2 - Les apports conceptuels
Hostile au positivisme scientiste et matérialiste, mais aussi aux
philosophies intellectualistes, Henri Bergson a voulu opérer un retour
aux données de l'intuition, coïncidence immédiate et spontanée
avec un objet, permettant d'atteindre l'être profond des choses, lequel
est durée pure et spirituelle, mais aussi liberté jaillissante.
Les concepts fondamentaux de la philosophie de Bergson sont les suivants
:
* la durée, conçue comme profondément opposée
au temps : la durée représente la succession même de l'esprit,
une interpénétration concrète, alors que le temps est une
idée mathématique (et spatiale) ;
* l'intuition, envisagée comme "sympathie par laquelle on se
transporte à l'intérieur d'un objet pour coïncider avec ce
qu'il a d'unique et d'inexprimable" (PM p. 181) ;
* L'art est défini par Bergson comme ayant pour but de provoquer une
telle intuition
Cf .in Les données immédiates de la conscience ce que dit Bergson
du sentiment du beau pp. 10-12
* l'élan vital, exigence de création et impulsion originelle
d'où est issue la vie : il fait surgir des réalités vivantes
toujours plus complexes.
J. Russe, Les chemins de la pensée, pp. 411-412
_________________________
+ Jugement de Michel Serres sur la philosophie de Bergson
+ Le spiritualisme de Bergson
+ Ce qui est constitutif du bergsonisme
Jugement de Michel Serres sur la philosophie de Bergson
- Mais prenons Bergson par exemple. Je prends maintenant les philosophes
mal aimés pour voir si notre discussion précédente permet
de bien tester l'histoire de la philosophie et lève donc bien la difficulté
majeure de lecture.
- Merci d'en parler. Bergson a posé de bons problèmes au bon
moment, souvent très en avance sur son temps.
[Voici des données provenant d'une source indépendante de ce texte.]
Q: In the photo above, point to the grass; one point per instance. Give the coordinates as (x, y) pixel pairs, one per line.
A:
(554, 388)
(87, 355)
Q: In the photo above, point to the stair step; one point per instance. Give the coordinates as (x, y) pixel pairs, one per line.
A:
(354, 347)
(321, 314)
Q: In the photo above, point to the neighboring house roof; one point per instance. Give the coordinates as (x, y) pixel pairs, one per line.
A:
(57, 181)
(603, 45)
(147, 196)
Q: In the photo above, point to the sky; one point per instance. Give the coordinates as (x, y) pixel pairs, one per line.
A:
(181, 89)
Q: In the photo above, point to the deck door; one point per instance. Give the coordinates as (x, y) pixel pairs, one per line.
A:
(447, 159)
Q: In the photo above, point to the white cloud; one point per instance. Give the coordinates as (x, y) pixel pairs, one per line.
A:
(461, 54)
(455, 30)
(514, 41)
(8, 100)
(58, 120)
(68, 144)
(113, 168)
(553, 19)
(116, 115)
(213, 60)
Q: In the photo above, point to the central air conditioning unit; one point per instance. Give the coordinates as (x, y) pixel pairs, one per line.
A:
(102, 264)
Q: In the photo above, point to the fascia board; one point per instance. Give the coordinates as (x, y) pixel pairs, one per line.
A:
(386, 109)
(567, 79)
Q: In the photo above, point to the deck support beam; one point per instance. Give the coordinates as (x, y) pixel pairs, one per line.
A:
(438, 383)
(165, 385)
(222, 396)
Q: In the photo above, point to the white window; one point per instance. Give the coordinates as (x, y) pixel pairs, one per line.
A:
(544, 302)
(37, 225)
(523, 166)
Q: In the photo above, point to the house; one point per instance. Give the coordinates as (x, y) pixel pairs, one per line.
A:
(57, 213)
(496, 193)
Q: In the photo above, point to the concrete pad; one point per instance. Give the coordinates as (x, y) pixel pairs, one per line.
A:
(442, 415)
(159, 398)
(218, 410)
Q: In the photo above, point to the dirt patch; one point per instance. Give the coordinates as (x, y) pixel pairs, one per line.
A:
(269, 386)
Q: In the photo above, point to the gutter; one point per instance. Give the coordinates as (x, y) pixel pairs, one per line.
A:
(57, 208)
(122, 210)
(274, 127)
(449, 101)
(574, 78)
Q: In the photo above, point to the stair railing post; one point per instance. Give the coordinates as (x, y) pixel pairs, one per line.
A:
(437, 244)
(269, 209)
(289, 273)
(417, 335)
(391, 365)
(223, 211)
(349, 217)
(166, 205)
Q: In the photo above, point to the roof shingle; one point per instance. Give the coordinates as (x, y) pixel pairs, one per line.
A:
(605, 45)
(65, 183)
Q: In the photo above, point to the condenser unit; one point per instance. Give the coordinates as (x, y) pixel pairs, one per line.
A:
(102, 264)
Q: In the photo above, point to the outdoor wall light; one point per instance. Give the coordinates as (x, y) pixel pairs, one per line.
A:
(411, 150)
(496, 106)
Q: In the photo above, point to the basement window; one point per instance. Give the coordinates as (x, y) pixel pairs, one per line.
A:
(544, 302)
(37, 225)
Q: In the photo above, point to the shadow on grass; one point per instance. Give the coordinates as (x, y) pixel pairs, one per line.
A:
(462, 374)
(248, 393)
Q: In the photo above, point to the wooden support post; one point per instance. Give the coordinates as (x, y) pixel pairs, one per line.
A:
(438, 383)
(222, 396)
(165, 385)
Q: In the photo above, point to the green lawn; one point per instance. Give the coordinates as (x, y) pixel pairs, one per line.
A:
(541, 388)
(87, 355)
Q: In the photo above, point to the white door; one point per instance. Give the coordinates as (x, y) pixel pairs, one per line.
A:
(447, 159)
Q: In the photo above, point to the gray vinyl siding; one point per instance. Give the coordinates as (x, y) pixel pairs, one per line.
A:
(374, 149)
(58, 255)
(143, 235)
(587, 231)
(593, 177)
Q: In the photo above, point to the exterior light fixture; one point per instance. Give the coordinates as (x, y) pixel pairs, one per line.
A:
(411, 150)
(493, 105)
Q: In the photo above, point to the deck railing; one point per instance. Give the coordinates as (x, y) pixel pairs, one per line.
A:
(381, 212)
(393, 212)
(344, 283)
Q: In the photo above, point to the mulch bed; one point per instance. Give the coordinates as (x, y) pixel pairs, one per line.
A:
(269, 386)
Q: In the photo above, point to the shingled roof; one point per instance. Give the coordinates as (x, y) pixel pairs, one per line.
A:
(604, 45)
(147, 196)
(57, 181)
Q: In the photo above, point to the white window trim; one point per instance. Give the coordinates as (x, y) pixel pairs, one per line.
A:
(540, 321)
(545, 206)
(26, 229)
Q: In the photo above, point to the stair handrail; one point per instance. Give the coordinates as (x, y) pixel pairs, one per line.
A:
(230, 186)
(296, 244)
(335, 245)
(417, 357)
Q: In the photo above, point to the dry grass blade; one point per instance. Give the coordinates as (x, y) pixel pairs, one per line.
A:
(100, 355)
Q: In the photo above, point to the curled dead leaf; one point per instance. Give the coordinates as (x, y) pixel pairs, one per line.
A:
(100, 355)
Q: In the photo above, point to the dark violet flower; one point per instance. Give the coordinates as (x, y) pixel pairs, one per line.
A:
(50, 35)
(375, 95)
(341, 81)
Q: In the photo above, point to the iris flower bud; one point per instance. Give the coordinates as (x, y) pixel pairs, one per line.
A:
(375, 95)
- Pourtant il y a chez Bergson une conception de la réification, de
la géométrisation, qui est absolument contraire à votre
anthropologie des sciences ?
- Distinguons deux choses, ce qu'il dit et comment il le fait. Son analyse
critique de la métaphore solide est, à la lettre, sublime.
- C'est son style philosophique plutôt que les résultats qui
vous intéresse.
- Oui."
Éclaircissements, p. 225
Ce qui est constitutif du bergsonisme
"Quant à la structure, cette pensée est indubitablement
une philosophie biblique. Henri Bergson est un fils d'Israël, un croyant
du Dieu d'Abraham, d'Isaac et de Jacob, un disciple des prophètes dont
l'élan s'épanouira dans le Christ des évangiles. Cette
netteté structurale de sa pensée n'exclut nullement l'emprunt
de techniques philosophiques à la réflexivité cartésienne
ou à la méditation néo- platonicienne.
Toute entière centrée sur le problème de Dieu, qui se
trouve atteint d'abord par la voie intérieure: car la liberté
prouve Dieu, et c'est la portée de l'Essai sur les données immédiates
de la conscience. Dieu est atteint ensuite par la voie extérieure, dans
l'Evolution créatrice, puis par une troisième voie qui combine
les deux premières de manière originale tout en proposant le critère
d'un choix raisonnable entre les religions positives.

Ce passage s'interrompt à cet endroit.